Business Valuation Glossary
What It Means
Capitalized Excess Earnings method determines the business value by summing the net tangible value of the business assets with the capitalized value of the “excess” earnings. A typical procedure to establish the business value with the method is:
- Start with the business net tangible assets, obtained from its recast financial statements by subtracting adjusted liabilities from the tangible assets.
- Estimate the business earnings attributable to the net tangible assets. This is done by multiplying the net tangible assets by a reasonable rate of return, expressed as a percentage.

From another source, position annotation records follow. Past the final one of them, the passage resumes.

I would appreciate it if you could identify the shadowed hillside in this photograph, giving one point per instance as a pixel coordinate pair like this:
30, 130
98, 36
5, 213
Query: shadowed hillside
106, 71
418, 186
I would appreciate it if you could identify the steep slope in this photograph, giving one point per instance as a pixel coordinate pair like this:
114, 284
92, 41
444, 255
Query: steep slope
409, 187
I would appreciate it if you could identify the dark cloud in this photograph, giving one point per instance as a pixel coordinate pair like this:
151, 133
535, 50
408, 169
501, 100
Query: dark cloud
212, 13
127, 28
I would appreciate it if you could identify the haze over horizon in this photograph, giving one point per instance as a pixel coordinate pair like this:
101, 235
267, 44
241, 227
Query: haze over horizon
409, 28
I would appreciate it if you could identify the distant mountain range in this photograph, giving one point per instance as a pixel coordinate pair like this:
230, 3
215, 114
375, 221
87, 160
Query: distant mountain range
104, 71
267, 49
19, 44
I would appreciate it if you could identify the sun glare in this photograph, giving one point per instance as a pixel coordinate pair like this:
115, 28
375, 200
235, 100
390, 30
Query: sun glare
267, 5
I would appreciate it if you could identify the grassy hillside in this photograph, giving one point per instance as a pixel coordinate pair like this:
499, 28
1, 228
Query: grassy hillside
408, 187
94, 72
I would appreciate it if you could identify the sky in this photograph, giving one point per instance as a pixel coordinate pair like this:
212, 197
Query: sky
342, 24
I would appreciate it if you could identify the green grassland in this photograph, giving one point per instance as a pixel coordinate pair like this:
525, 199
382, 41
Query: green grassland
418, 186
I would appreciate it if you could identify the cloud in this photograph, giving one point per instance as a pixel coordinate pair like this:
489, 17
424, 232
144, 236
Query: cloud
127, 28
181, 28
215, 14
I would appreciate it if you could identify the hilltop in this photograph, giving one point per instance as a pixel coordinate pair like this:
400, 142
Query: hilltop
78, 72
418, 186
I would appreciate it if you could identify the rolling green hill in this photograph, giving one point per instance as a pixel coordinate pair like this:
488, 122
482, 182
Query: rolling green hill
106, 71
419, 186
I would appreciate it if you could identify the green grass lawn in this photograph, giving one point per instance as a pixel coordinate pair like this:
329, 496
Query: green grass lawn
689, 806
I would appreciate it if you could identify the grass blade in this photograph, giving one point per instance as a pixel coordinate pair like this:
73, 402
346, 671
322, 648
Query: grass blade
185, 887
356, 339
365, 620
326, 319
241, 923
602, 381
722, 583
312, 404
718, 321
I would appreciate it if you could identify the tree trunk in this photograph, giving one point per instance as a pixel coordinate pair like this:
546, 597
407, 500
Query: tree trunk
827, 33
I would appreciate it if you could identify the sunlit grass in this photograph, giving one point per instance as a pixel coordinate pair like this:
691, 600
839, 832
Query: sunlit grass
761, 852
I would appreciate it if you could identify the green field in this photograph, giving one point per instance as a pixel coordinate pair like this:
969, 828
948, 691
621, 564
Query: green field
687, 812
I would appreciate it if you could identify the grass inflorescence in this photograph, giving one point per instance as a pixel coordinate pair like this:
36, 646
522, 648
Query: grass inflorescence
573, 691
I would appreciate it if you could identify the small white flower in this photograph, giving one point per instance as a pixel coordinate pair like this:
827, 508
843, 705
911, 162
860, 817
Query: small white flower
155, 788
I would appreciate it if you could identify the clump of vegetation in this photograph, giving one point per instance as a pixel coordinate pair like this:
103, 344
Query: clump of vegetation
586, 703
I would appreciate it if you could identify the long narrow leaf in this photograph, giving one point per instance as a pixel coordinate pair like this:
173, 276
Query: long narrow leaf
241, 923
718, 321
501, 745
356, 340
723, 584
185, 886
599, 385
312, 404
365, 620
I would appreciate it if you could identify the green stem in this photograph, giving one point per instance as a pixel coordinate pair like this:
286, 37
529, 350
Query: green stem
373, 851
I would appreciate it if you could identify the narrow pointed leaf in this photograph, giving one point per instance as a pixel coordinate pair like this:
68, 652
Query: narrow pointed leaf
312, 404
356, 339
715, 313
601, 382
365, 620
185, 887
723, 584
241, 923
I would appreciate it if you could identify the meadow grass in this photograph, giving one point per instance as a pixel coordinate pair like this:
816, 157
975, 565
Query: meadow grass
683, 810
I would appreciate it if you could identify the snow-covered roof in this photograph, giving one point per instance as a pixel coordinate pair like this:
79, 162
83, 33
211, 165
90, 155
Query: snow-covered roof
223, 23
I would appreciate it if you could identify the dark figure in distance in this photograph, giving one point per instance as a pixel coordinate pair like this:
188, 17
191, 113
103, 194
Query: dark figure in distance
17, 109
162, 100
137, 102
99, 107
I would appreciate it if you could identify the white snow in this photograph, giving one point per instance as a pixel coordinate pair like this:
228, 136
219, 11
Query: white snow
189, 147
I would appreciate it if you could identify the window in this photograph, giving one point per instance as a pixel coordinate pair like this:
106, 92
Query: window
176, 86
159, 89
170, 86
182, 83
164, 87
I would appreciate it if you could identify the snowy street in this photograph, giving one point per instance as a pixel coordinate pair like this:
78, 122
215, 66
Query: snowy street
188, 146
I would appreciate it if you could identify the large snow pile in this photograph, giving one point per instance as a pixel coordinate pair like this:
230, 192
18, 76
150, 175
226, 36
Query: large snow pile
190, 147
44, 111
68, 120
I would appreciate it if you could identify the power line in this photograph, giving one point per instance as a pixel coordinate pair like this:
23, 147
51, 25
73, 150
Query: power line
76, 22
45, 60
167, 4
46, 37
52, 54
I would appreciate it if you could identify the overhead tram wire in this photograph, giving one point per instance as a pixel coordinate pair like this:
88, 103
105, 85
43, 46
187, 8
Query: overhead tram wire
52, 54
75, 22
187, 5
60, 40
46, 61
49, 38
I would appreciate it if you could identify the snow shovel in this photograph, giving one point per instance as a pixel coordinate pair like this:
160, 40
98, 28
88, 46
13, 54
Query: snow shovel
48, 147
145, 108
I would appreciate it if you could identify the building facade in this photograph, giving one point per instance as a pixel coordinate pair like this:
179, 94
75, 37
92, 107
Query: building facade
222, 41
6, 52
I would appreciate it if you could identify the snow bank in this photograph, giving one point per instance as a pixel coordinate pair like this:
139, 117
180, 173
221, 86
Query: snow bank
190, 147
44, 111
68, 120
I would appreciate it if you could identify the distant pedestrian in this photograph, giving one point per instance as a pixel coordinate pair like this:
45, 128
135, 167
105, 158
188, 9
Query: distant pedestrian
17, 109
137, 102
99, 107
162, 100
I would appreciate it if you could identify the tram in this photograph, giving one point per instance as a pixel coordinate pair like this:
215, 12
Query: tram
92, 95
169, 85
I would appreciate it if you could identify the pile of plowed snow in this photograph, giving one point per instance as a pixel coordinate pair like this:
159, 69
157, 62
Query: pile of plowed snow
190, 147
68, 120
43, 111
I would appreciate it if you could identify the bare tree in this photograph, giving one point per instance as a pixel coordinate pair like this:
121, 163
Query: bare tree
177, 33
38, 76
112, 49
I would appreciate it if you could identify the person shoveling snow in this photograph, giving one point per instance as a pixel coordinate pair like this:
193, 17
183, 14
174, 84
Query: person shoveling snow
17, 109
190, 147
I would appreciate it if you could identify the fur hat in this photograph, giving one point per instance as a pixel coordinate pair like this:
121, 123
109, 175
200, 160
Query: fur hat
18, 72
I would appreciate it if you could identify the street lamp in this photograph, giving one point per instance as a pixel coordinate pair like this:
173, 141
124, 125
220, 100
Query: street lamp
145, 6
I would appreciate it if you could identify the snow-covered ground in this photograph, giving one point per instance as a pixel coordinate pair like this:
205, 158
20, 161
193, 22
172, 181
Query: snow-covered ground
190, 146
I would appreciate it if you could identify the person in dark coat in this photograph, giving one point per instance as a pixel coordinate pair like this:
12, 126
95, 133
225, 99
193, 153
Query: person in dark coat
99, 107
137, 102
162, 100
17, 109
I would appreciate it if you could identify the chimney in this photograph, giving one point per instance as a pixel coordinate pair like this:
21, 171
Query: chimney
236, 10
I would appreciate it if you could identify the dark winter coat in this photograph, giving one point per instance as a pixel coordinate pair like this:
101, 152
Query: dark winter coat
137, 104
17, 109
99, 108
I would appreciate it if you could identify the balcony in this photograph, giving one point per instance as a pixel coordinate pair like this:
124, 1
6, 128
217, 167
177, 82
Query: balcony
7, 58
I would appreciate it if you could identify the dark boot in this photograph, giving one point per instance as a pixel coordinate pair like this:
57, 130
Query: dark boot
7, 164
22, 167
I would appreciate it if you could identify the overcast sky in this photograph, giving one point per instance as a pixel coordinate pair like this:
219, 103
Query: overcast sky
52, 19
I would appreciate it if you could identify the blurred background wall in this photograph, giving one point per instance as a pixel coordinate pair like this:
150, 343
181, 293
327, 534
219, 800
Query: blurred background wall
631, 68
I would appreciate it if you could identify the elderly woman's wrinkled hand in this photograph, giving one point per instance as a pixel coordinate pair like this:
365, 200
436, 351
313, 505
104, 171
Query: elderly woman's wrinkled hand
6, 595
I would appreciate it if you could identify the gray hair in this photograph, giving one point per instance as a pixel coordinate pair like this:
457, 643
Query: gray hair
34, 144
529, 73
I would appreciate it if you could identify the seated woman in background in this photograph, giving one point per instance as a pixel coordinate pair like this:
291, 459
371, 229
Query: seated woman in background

- Determine the excess earnings as the difference between the total business earnings and those attributable to the net tangible assets. These excess earnings reflect the business goodwill.
- Capitalize the excess earnings by dividing their value by an appropriate capitalization rate.
- Add the capitalized excess earnings value to the value of the business net tangible assets, to establish the overall business value.
Capitalized Excess Earnings method is often called the Treasury Method because it was first introduced by the US Treasury Department in the 1920s to value business goodwill. It is described in the Appeals and Review Memorandum Number 34. Widely adopted by the professional appraisal community, this method has been further clarified in the US Internal Revenue Service Ruling 68-609.
Business Value = Assets + Business Goodwill
ValuAdder uses this classical business valuation method on the Business Goodwill Tab to determine the value of business goodwill and total business value.